Machine translations: Good enough for government work?
- By Kathleen Hickey
- May 26, 2015
Even as consumer programs like Skype Translator are making it easier for people speaking different languages to communicate, governments are struggling to make information available to non-English speakers.
A presentation from the Department of Labor last year underscored that complying with anti-discrimination laws includes providing information in other languages to non-English speaking individuals in the community, including those speaking less-common languages. These translation requirements can include paper documents, webpages, online applications, texts, tweets and other social media.
“It is seldom, if ever, sufficient to use machine translation without having a human who is trained in translation available to review and correct the translation to ensure that it is conveying the intended message,” the presenters wrote.
But that’s not always possible for resource-strapped agencies.
An increasing number of government agencies, from federal to municipal, are relying on machine translation tools to help constituents and employees.
Both the New Hampshire Department of Revenue Administration and Virginia’s Department for the Blind and Visually Impaired (DBVI) are using machine-translation technology and including links to Google Translate to help users navigate their websites. Both list disclaimers on their site and caution users that the translations are not official. In New Hampshire’s case, the site notes that “translation services are provided ‘as is,’” acknowledging that some pages may not be accurately translated due to the limitations of the software. DBVI goes a step further by stating that “only the English version will be relied on by the department in its decision making and in court.”
Fairfax County Public Schools uses Google Translate to provide its website information in 90 languages, from Afrikaans to Zulu. But it acknowledges that it cannot guarantee the accuracy of the converted text and that some files, like graphics with text and PDFs, cannot be translated.
In some cases, however, a machine translation might not be good enough. The Army is having some success with applying computer power to human translation for medical procedures.
When the military started training doctors in Afghanistan, there were few medical manuals available in the local language, Dari, and few bilingual speakers of English and the Afghani language that knew medical terms, hindering proper medical care.
Using a combination of computer translation, computer scientists and Afghan doctors, the Army has been able to collect 6,000 medical phrases in Dari and compile these into medical reference manuals for Afghani medical teams. The books have been printed and distributed, and secondary products, including an Android "Army Phrase Book" app, have been developed to make broader use of the expertise captured in the translated phrases.
"Computers could never replace the human translator, but we look for ways to relieve some of the burden, especially in less-commonly used languages, like Dari, Pashto and Serbian," said Melissa Holland, chief for U.S. Army Research Laboratory’s multilingual computing research program.
With translation databases, sentences and phrases can be shared and reused, reducing time and effort and the dependence on the small number of bilingual subject matter experts, said Steve LaRocca, computer scientist and team chief at ARL.
"We've had people translating every day in Korea since about 1951, but we didn't save the data sets over those decades," LaRocca said. "The knowledge generated by all those people over all those years is gone."
Some sites, such as the World Digital Library website, don’t translate content, they deliver the information in several languages.
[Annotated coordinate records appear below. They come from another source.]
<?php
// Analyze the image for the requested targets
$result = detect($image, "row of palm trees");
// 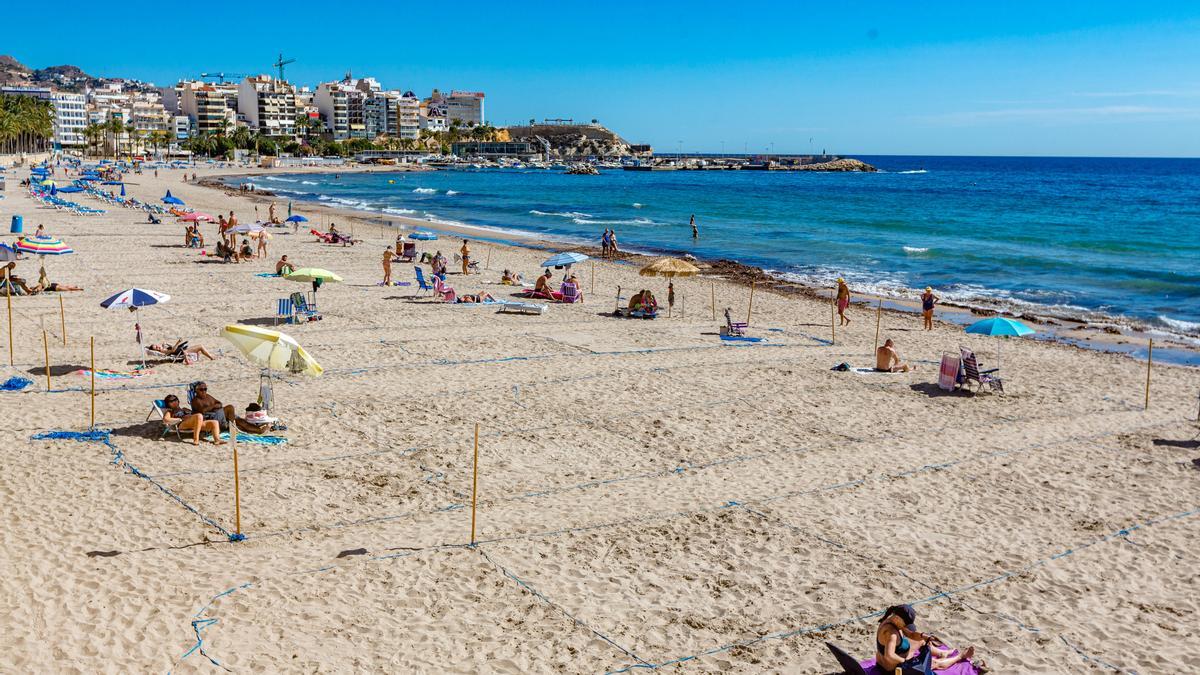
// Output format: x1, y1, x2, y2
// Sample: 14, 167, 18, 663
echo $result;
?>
0, 95, 54, 154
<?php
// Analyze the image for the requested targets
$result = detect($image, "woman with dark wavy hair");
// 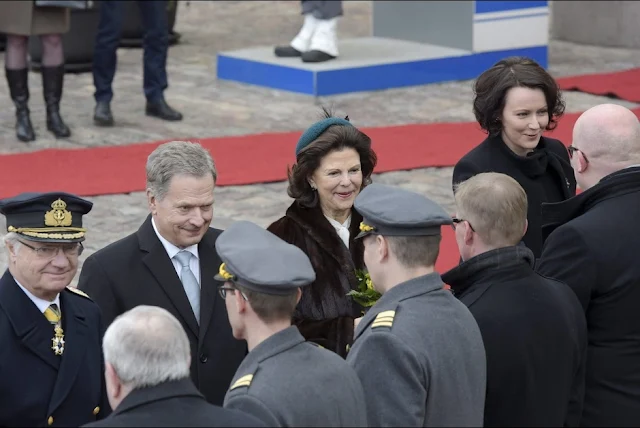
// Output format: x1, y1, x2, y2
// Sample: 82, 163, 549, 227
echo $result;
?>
268, 110, 377, 357
453, 57, 576, 257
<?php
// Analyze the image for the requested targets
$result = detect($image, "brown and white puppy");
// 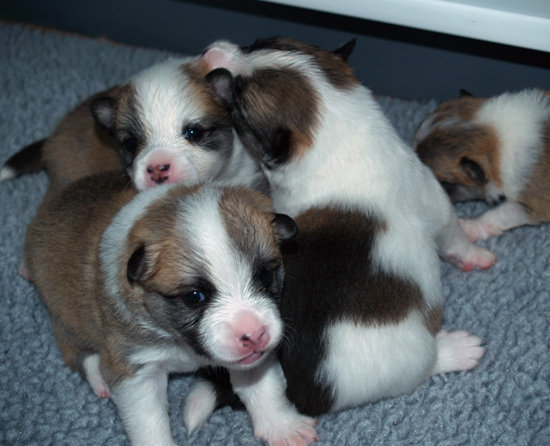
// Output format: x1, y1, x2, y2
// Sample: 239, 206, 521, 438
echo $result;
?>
415, 89, 550, 241
182, 38, 492, 426
25, 172, 315, 446
0, 57, 265, 197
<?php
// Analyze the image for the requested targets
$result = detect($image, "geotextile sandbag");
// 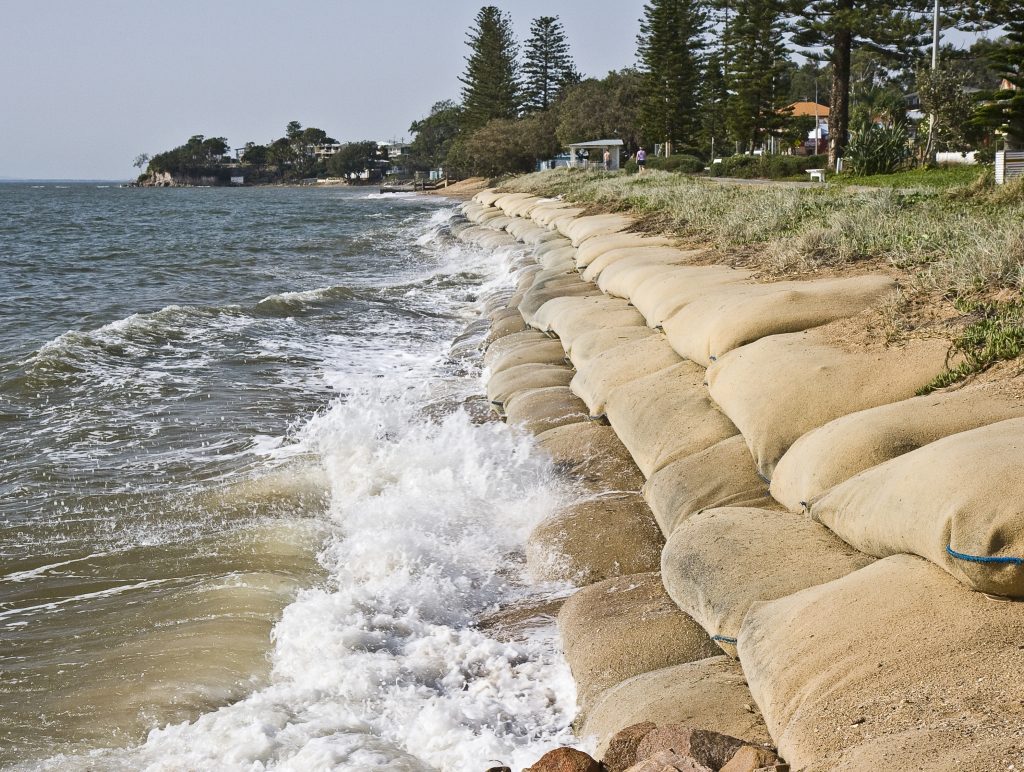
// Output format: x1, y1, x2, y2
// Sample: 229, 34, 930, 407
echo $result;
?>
708, 328, 949, 480
538, 295, 644, 350
568, 327, 656, 366
810, 418, 1024, 597
597, 248, 701, 299
537, 422, 643, 494
662, 507, 874, 656
771, 384, 1024, 512
605, 361, 736, 477
532, 295, 632, 334
558, 572, 718, 713
528, 493, 665, 587
739, 555, 1024, 772
556, 214, 633, 247
563, 335, 684, 415
519, 276, 601, 325
486, 364, 573, 406
643, 434, 773, 537
483, 330, 551, 367
537, 247, 575, 270
583, 247, 692, 282
484, 338, 565, 377
580, 654, 770, 757
577, 233, 672, 269
503, 386, 588, 434
663, 271, 896, 367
All navigation tools, metadata, content descriptions and Twitter feeds are provided in seven languages: Arabic, Chinese, English, French, Portuguese, Russian and Spanish.
The site receives metadata and descriptions of the information in different languages, but uses English as its working language, said Jason Yasner, Operations Manager for WDL, told DigitalGov.
“Therefore, we have what we call a ‘pre-translation’ phase in the production process where we translate all non-English metadata into English,” said Yasner. This translated material is then reviewed, finalized, and sent to professional translators for translation into WDL’s additional six languages. Books, manuscripts, maps and other primary materials on the site are not translated but are presented in their original languages.
Some recommend machine-translation technology, with caveats. CapturaGroup, a Hispanic-focused digital communications company, recommends that website managers use both original, second-language content creation and translation – sometimes called transcreation – which takes translated content and adapts it for cultural relevance, the company said.
For entities trying to reach Hispanics in the United States, CapturaGroup recommends bilingual websites, with original Spanish copy written specifically for the U.S. Hispanics online market, or further tailored to regional markets if needed, such as Mexican Spanish for a Southern California audience. CapturaGroup cited www.GobiernoUSA.gov as an example of a website using both English and Spanish.
And while it's not yet a substitute for human translators, machine translation is making steady progress. The National Institute of Science and Technology is evaluating machine translation technology “focusing on exploring translation system limitations as well as measurement limitations on informal data genres.”
Initially the 2015 NIST Open Machine Translation evaluation will assess translations from Arabic and Chinese to English by audio and text including SMS/chat and telephone conversations. Unlike previous years, there will be no official primary metric.
Kathleen Hickey is a freelance writer for GCN.